Les principes d'analyse géopolitique de la littérature tels qu'esquissés par Spivak et par Derrida (1988) valent sans doute aussi lorsqu'il s'agit d'interpréter l'œuvre de Richler ou de Tremblay et de comprendre les réactions populaires face à certains de leurs écrits. Le Québec est dans son entier héritier d'une histoire coloniale dont personne, du côté francophone surtout, n'arrive à se dégager lorsqu'il lit les écrits d'un écrivain québécois ou canadien : la langue utilisée, le groupe culturel d'appartenance, l'ancienneté de l'implantation familiale dans le pays, les options politiques implicites ou explicites de l'auteur, tout cela est spontanément pris en considération dans l'acte de la lecture et encore plus peut-être dans l'analyse qu'en proposent les critiques littéraires. Le sujet québécois demeure un sujet postcolonial qui est encore porteur des traces du passé en sorte que le contexte culturel dans lequel les œuvres d'écrivains [339] comme Richler et Tremblay sont reçues apparaît traversé par des forces idéologiques et politiques héritées du passé et qui se présentent aujourd'hui sous de nouveaux visages, dans le contexte d'un nationalisme francophone québécois particulièrement vigoureux 3.

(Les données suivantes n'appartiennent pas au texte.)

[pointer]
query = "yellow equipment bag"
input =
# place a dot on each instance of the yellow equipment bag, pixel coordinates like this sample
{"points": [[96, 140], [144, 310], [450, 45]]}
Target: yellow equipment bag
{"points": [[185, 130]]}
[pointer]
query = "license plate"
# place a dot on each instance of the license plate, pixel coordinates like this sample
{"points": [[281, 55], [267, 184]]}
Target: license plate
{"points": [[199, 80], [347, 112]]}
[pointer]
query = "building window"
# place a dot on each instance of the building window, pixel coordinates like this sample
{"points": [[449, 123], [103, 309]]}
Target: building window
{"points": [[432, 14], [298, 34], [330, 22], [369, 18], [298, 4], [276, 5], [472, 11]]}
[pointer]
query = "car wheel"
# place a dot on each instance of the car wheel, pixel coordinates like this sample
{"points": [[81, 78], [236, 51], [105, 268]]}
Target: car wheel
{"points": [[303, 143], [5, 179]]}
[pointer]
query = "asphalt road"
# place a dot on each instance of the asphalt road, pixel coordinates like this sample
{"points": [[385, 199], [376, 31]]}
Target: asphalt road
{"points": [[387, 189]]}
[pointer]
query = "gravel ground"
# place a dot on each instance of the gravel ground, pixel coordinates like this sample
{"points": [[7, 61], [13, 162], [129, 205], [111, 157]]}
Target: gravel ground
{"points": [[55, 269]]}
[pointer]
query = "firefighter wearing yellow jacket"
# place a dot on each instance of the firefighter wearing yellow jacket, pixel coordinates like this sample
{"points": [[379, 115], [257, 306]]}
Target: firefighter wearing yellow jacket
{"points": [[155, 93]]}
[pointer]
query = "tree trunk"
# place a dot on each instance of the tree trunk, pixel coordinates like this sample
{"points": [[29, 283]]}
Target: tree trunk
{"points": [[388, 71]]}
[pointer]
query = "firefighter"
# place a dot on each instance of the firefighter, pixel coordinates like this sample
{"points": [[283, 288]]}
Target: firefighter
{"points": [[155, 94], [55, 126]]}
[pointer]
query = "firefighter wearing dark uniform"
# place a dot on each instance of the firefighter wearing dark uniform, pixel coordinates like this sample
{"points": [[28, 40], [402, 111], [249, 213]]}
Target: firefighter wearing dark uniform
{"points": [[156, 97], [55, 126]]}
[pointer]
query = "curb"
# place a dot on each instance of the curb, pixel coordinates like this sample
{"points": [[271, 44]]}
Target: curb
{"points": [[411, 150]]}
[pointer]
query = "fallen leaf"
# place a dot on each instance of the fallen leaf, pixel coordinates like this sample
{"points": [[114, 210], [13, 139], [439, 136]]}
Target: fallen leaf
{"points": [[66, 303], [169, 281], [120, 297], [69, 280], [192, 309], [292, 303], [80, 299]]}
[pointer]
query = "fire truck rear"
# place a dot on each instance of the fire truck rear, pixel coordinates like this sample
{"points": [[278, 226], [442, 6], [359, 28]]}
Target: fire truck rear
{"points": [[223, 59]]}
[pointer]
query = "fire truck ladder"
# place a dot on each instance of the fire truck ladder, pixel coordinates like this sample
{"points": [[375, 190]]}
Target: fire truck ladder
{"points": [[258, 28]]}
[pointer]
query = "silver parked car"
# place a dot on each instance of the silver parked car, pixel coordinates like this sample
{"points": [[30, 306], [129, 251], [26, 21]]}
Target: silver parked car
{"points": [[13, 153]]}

Richler risque donc d'être lu sur l'arrière-fond du vieil impérialisme britannique, de son appartenance, fût-elle marginale, à la communauté juive qui a toujours gardé une forte identité dans l'espace culturel québécois et dans le contexte du projet d'émancipation politique du Québec francophone. En introduisant ma lecture ethnocritique par Margaret Atwood et en la concluant par Mordecai Richler, je voulais précisément rappeler par ces choix le caractère indépassable des rapports antagonistes et complémentaires qui lient les francophones et les anglophones dans l'espace géographique du Nord-Est américain, que le Québec existe comme une nation souveraine, comme un État américain associé à la Nouvelle-Angleterre ou comme une province dans l'espace confédéral canadien. De même, mon analyse des romans de Richler et de Robin visait à souligner la pluralisation interne du Québec, sa diversification par le dedans qui a toujours été là, mais qui devient aujourd'hui une donnée incontournable de la nouvelle identité québécoise.